11 Gedanken zu “Normalverteilung (Gaußverteilung) in der realen Welt (Gastartikel Pingpong)

  1. Mit dem richtigen Modell kann man beweisen, dass Corona eine Todesseuche ist und es keine Unterschiede zwischen Männern und Frauen gibt. Dann kommt es auch nicht mehr auf die Daten an.

  2. Ein paar Anmerkungen nach kurzem Überfliegen.

    Sie ist mathematisch leicht handzuhaben, die meisten Integrale, die bei Wahrscheinlichkeiten mit Normalverteilung auftreten, können analytisch gelöst werden.

    Naja, so unproblematisch ist die Error-Funktion nun auch nicht.

    Zur dritten Graphik von oben:
    Die beiden Diagramme haben unterschiedliche Achsenskalierungen, was ihre Vergleichbarkeit erschwert (solche Methoden werden BTW gerne zur Manipulation genutzt).
    Tatsächlich müssen beide blauen Flächen gleich groß sein.

    In der Natur kommt die Normalverteilung häufig vor, weil sie sich als Näherung der Binomialverteilung für eine sehr große Zahl von Ereignissen ergibt (Moivre-Laplace).
    Die Binomialverteilung findet man überall da, wo gleichartige, voneinander unabhängige Ereignisse (z.B. Wurf einer Münze oder eines Würfels) stattfinden.
    Auch die Poisson-Verteilung und einige andere statistische Verteilungen gehen unter bestimmten Bedingungen approximativ gegen die Normalverteilung.

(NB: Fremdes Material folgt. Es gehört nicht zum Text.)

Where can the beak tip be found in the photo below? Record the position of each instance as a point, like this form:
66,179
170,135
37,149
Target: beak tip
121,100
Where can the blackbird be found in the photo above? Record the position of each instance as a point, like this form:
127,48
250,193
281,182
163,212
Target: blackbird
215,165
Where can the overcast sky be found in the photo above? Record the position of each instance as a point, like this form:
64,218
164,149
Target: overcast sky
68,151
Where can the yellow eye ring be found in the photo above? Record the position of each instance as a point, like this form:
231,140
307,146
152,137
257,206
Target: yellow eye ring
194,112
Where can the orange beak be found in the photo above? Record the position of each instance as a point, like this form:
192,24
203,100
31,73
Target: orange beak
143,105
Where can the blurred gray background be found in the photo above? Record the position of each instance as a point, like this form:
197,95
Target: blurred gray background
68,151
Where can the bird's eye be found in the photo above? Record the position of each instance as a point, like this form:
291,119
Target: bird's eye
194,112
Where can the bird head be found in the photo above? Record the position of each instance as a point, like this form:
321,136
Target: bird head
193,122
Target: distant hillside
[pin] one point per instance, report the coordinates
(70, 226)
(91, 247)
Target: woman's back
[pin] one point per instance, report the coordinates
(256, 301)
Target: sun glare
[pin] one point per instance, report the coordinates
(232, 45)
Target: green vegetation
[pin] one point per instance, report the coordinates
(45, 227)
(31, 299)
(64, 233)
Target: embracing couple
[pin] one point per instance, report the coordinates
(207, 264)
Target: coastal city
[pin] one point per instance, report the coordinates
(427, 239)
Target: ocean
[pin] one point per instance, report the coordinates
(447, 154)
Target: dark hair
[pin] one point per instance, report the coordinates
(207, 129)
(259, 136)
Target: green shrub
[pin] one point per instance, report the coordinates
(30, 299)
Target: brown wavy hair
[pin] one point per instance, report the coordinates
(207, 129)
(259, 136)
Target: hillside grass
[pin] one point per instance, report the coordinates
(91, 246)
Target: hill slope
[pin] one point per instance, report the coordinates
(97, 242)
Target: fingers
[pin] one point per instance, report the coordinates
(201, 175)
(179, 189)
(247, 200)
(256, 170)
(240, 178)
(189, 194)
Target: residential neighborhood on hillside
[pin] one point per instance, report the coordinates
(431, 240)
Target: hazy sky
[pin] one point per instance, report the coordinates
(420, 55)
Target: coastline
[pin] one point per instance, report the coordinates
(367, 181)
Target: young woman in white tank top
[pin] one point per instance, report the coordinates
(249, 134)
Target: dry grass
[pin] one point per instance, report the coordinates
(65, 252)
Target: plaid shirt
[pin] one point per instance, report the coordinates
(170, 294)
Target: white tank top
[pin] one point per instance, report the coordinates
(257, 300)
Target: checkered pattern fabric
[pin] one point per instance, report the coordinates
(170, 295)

    • Naja, so unproblematisch ist die Error-Funktion nun auch nicht.

      Deshalb schrieb ich „die meisten Integrale“. Die Errorfunktion kann zwar nicht analytisch gelöst werden, es gibt aber analytisch handhabbare Approximationen mit sehr kleinen relativen Fehlern über den ganzen Wertebereich – insofern wenig problematisch.
      Insgesamt ist die Normalverteilung – vor allem relativ zu vielen anderen Verteilungen – ziemlich einfach zu behandeln.

      Die beiden Diagramme haben unterschiedliche Achsenskalierungen, was ihre Vergleichbarkeit erschwert (solche Methoden werden BTW gerne zur Manipulation genutzt).
      Tatsächlich müssen beide blauen Flächen gleich groß sein.

      In diesen Diagrammen geht es NICHT um den „Flächeninhalt“, sondern darum wie sich die tatsächlichen Ereignisse verteilen, wenn man wirklich 2000 samples aus der jeweiligen Verteilung zieht (empirische Verteilung bzw. Histogramm). Ich traue der Leserschaft hier zu, dass sie von unterschiedlichen Achsenskalierungen nicht überfordert ist. Eine Normalisierung ergibt in diesem Fall keinen Sinn, weil es ja gerade explizit darum geht, dass bei der Normalverteilung um den Wert 0 herum maximal ca. 160 Ereignisse auftreten, bei der Student-t jedoch ca. 300. Bei einer entsprechenden Normalisierung ginge genau dieser Umstand wieder verloren.

      Der gleiche Flächeninhalt ergibt sich aus dem Diagramm davor, wo die beiden analytischen Verteilungen normalisiert abgebildet sind.

      • Was ist in Diagramm 3 überhaupt abgebildet?
        „Im folgenden sind die empirischen Verteilungen von je 2000 Samples der Normalverteilung und der Student-t Verteilung abgebildet.“
        Verstehe ich nicht. Laut Wikipedia ist eine empirische Verteilung eine Wahrscheinlichkeitsverteilung. Da würde ich eine y-Achse von 0 bis 1 erwarten. Was geben die Diagramme an? Wie sind die Diagramme zustandegekommen?